Talenta III. Wonosobo, 01/01/2019 |
Berpakaian nyentrik, kaos ketat tanda
perut buncit, dan tidak kuat berlari mengelilingi UI mungkin itulah yang cocok
disematkan pada temanku ini. Penyematan ini mungkin hanya
dilegitimasi
oleh mereka yang sebenar-benarnya kenal dengan aslinya. Daya nalar kritis, kebanyakan tanya dan
menjadi famous seperti sekarang ini mungkin buah dari dirinya ingin
mencari wanita yang diidamkan. Sungguh kasihan
memang.
Pertama kali bertemu mungkin kita disatukan oleh identitas yang sama yaitu “satu jawa”. Walaupun berbeda logat dan kota “Magelang dan Malang” tapi hal
itu cukup membawa semangat untuk melakukan apa yang seharusnya dilakukan. Memang jujur, di tengah kumpulan orang orang berbicara bahasa Indonesia
ditambah lagi dengan langue yang tidak biasa, terkadang membuat bibir
terkunci tidak terbuka. Oleh karena itu, berbahasa jawa menjadi salah
satu wujud kemerdekaan yang yang hakiki. Mulut serasa tidak punya dosa, ringan berkata, mengumpat
dan tidak cepat berbusa. Dari beberapa kata yang
ada, satu kata yang
mungkin hingga saat ini menyatukan pertemuan ini
adalah “Jancuk”.
Kata ini telah menjadi makanan setiap kali pertemuan “Cuk, Jancuk”.

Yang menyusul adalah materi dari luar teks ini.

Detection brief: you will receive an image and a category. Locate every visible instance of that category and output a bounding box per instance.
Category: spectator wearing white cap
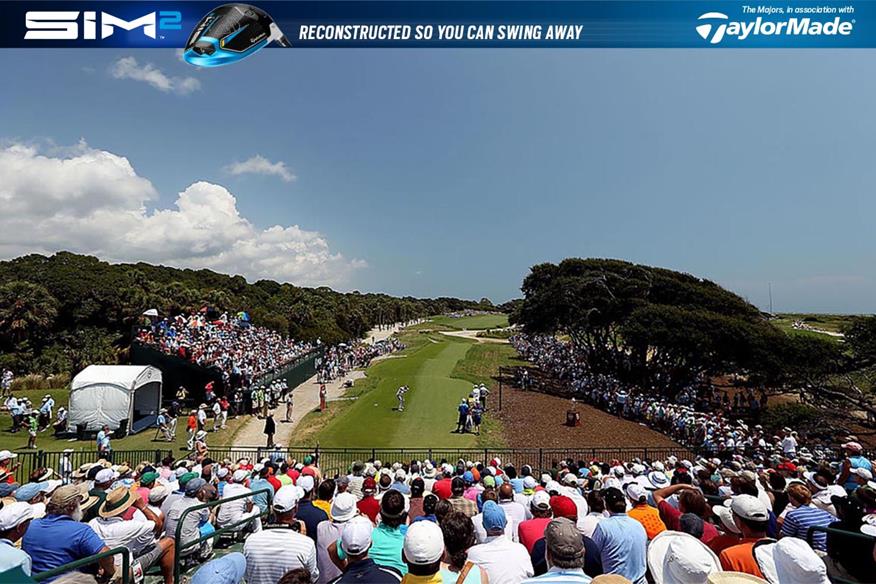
[648,530,721,584]
[593,487,648,584]
[243,486,319,584]
[0,502,33,576]
[520,492,553,553]
[316,493,359,584]
[468,501,534,583]
[402,521,444,584]
[754,538,830,584]
[713,495,769,578]
[216,469,262,533]
[328,515,401,584]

Macam macamnya seperti ini.
“Cuk, duwe duwet gak cuk?”
“Ora, cuk”
“Cuk, tak dolan rono”
“Oke, cuk”
“Cuk, mending
pacaran mbe Mrs. L”
“Wah, Jancuk”
Dan banyak obrolan yang sebenarnya berkualitas tapi tidak aku
tuliskan di sini. Kerekatan hubungan aku dan berli selain dari persoalan
identitas adalah adanya toleransi yang tinggi terutama masalah agama yang akhirnya
kita sama sama menyukai seorang budayawan yang sering nongkrong di TIM yakni
Mbah Nun.
Berlian Triatma mungkin salah satu teman yang memiliki mimpi
cukup unik dari banyak mimpi kebanyakan orang. “Berjualan Sate di Jerman” itulah
mimpi yang diucap Berli dan selalu aku tertawakan. Tapi dari mimpi itu aku semakin
mengenal dan belajar dari dia tentang keberanian untuk menaruh harapan setinggi
tingginya.
Berbicara pertemanana, Berlian Triatma mungkin menjadi salah
satu teman kuliah yang istiqomah menemaniku dari segala kondisi. Terbukti hingga
saat ini, ketika aku miskin dulu hingga menjadi kaya seperti sekarang ini dia
juga masih menemani. Teman yang satu ini memang teman kiri dan kanan.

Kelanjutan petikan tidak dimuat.